A superdirective array of normal mode helical dipoles

The principal characteristics of moderately superdirective normal mode helical dipoles are described both theoretically and experimentally. Use of a thin helix approximation permits integration of an assumed sinusoidal current distribution along a linear, foreshortened structure and yields a simple formula for the radiation field. Graphical displays of experimental and theoretical results illustrate that beamwidths of the order of 45\deg with 22 db sidelobe suppression are available in dipoles which have a total length of only 0.6 wavelengths. In the theoretical analysis of helical dipoles, a linear relationship is assumed between the axial phase constant and frequency. The experimentally determined resonant length and mode of the structure define the proportionality constant, s, between phase velocity and free space velocity such that the linearized k-\beta relationship used in radiation pattern analysis is \beta = k/s . A method for determining the resonant length of tape helices from theoretical k-\beta diagrams is described.
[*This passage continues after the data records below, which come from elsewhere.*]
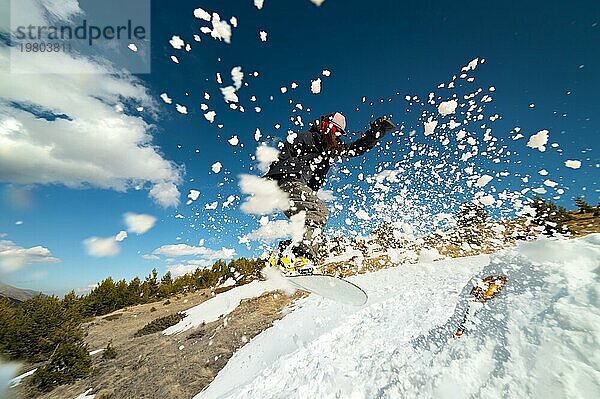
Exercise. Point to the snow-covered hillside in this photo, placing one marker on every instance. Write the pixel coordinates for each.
(538, 338)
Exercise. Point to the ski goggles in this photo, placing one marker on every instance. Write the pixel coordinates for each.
(330, 128)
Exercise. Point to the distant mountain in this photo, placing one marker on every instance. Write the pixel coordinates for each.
(16, 294)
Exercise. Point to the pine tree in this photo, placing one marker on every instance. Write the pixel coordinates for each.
(550, 216)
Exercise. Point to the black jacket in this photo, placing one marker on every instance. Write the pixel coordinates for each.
(306, 159)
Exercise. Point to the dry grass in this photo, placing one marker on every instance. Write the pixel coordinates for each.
(154, 366)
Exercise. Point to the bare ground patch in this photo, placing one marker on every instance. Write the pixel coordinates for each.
(159, 366)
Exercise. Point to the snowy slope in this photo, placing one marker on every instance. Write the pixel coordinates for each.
(538, 338)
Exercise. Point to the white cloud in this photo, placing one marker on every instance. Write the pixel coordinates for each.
(175, 250)
(165, 194)
(278, 229)
(573, 164)
(201, 14)
(121, 235)
(193, 195)
(101, 247)
(87, 144)
(181, 269)
(264, 195)
(221, 29)
(138, 223)
(14, 257)
(447, 107)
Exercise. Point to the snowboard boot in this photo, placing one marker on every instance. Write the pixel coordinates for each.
(294, 266)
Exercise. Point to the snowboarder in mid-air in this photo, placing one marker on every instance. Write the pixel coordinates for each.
(301, 169)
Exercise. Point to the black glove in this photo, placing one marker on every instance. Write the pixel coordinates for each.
(381, 126)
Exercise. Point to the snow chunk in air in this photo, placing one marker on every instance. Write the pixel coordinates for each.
(573, 164)
(165, 97)
(216, 167)
(447, 107)
(539, 140)
(266, 156)
(176, 42)
(201, 14)
(315, 86)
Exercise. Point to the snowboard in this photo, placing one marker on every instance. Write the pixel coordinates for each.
(330, 287)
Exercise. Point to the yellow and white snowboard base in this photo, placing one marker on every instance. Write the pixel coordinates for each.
(330, 287)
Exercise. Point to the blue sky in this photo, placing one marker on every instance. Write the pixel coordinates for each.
(535, 53)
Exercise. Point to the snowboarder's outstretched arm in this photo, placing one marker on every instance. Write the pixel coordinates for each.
(379, 127)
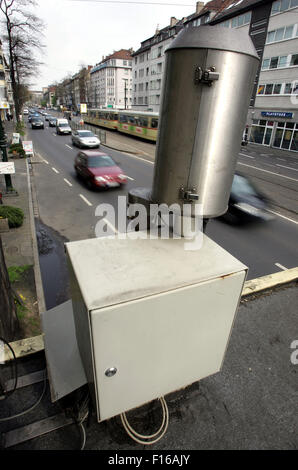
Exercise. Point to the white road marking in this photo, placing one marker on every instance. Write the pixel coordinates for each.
(68, 182)
(138, 158)
(283, 216)
(267, 171)
(281, 266)
(85, 200)
(288, 167)
(244, 155)
(110, 225)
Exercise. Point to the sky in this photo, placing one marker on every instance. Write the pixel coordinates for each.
(82, 31)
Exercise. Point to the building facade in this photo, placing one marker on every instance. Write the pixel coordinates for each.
(273, 27)
(6, 96)
(148, 67)
(149, 59)
(111, 81)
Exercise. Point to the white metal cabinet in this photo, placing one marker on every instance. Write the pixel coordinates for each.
(161, 329)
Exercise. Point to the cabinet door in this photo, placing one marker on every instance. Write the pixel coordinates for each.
(161, 343)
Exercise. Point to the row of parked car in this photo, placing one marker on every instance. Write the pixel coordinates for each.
(81, 138)
(99, 170)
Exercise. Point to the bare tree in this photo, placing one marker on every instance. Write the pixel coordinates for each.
(8, 317)
(22, 33)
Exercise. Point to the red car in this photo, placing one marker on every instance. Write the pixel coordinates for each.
(98, 170)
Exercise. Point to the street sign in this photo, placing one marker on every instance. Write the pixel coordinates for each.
(7, 168)
(83, 108)
(28, 147)
(15, 138)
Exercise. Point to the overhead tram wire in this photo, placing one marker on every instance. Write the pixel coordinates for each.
(136, 3)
The feasibility of utilizing helical dipoles as array elements, in applications where efficiency is secondary to size and directivity, is illustrated. The pattern multiplication technique is used in deriving an expression for the E -field for a two-element array. It is shown that with proper phasing of the fixed length elements, beamwidths in the range 30-40 degrees with front-to-back ratios in excess of 20 db over a pattern bandwidth representing 8% of the resonant frequency of an individual element are commonly available. A description and experimental data are provided for the tunable dipoles developed in order to achieve broadband operation. A hybrid is introduced in the array feed network so as to maintain a high front-to-back ratio over a broad range of frequencies. Experimental radiation patterns are displayed for a case in which the element phasing yields a front-to-back ratio which is independent of frequency. The overall dimensions of such moderately superdirective arrays are typically less than 0.2 \times 0.8 wavelengths and can readily be used over a broad frequency range when tunable (variable length) dipoles and a hybrid junction are employed.